Abstract
Introduction: On designing and leading the Foundation Year 1 (FY1) Older Person’s Unit (OPU) teaching programme at St Thomas’ Hospital, London (STH), it was identified that the method of feedback collation was inefficient and yielding poor quality feedback from FY1s. Feedback fatigue was high.
Plan:
FY1 trainees were initially asked to complete feedback for their FY1 OPU teaching on paper forms. This yielded a high response rate (100% of forms completed), but feedback quality was poor. The time taken to collate responses from the paper feedback forms was disproportionate to the quality of feedback received.
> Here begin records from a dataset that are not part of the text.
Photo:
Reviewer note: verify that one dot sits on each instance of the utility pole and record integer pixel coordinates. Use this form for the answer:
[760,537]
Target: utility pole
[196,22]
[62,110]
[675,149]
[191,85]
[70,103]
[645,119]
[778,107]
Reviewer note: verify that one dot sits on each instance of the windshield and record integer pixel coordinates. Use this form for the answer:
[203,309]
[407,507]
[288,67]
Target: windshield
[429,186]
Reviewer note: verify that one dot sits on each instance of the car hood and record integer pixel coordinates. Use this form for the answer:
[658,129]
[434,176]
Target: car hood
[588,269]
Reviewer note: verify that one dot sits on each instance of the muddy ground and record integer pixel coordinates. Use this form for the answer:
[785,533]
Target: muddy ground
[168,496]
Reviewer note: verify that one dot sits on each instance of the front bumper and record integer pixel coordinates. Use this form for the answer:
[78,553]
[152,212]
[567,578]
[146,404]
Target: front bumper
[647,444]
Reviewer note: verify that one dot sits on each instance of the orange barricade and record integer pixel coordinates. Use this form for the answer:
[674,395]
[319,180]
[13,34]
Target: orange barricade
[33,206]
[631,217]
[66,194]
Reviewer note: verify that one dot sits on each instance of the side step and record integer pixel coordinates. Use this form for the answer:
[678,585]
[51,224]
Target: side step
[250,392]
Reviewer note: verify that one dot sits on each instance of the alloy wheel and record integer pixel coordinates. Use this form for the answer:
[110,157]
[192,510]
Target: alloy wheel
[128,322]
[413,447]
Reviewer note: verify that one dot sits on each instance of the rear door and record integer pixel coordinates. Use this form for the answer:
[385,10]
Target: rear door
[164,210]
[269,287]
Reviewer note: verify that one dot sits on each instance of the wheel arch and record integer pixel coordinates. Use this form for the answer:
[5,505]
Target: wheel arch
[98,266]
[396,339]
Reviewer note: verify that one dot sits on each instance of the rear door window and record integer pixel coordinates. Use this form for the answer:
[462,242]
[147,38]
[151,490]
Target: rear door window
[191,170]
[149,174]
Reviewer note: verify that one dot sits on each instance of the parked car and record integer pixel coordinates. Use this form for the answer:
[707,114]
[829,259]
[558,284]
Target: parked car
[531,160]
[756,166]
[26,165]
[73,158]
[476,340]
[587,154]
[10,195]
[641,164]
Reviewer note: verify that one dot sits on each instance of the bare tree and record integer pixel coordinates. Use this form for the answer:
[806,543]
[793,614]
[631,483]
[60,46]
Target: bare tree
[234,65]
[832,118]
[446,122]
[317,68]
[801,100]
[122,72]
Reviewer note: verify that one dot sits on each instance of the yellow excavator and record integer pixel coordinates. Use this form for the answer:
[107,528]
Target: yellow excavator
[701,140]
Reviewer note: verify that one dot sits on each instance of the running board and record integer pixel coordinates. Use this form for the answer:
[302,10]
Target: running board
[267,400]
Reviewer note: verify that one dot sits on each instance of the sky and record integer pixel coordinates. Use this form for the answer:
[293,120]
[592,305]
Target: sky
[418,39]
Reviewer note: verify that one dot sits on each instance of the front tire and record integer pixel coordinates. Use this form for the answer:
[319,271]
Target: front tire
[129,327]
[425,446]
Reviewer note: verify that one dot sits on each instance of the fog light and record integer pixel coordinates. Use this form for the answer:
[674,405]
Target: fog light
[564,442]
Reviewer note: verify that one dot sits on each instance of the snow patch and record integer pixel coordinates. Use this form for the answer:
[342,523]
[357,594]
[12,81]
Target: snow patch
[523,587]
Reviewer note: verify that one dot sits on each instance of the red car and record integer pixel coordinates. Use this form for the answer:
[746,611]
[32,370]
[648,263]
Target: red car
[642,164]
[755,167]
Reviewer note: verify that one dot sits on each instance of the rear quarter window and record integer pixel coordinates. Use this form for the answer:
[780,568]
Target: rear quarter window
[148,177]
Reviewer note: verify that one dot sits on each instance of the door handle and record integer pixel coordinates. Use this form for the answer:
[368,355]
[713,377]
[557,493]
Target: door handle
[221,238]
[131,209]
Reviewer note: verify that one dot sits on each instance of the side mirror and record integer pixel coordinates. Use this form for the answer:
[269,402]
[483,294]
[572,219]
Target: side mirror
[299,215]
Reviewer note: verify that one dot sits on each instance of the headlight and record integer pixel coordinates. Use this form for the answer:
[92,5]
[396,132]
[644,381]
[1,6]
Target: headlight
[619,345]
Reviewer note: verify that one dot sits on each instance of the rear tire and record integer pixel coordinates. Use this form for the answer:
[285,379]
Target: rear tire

Intervention 1: An online feedback form was designed and emailed to the FY1 trainees after each teaching session. This collated responses automatically into a password protected Excel spreadsheet.
Study:
The online feedback form initially yielded a high response rate, along with constructive feedback. Time taken to collate responses was reduced to zero. However, was noted that the response rate fell gradually to approximately 20%. The two main factors inhibiting responses were a heavy email burden and forgetting to fill in the feedback form.
Intervention 2: A QR code linked to the online feedback form was designed, with the intention of being shown at the end of each teaching session. This was emailed out to all presenters in advance and incorporated into their teaching presentations.
Study:
Feedback response rate attained 100% consistently over a 2 month period. The feedback quality received was higher, with constructive comments being fed back in a timely matter.
Conclusion: Timely recognition of feedback fatigue in the FY1 trainee cohort is extremely important. Designing and implementing methods by which to negate and overcome this is important in obtaining feedback such that future teaching sessions can be continually improved and tailored to FY1 learning needs.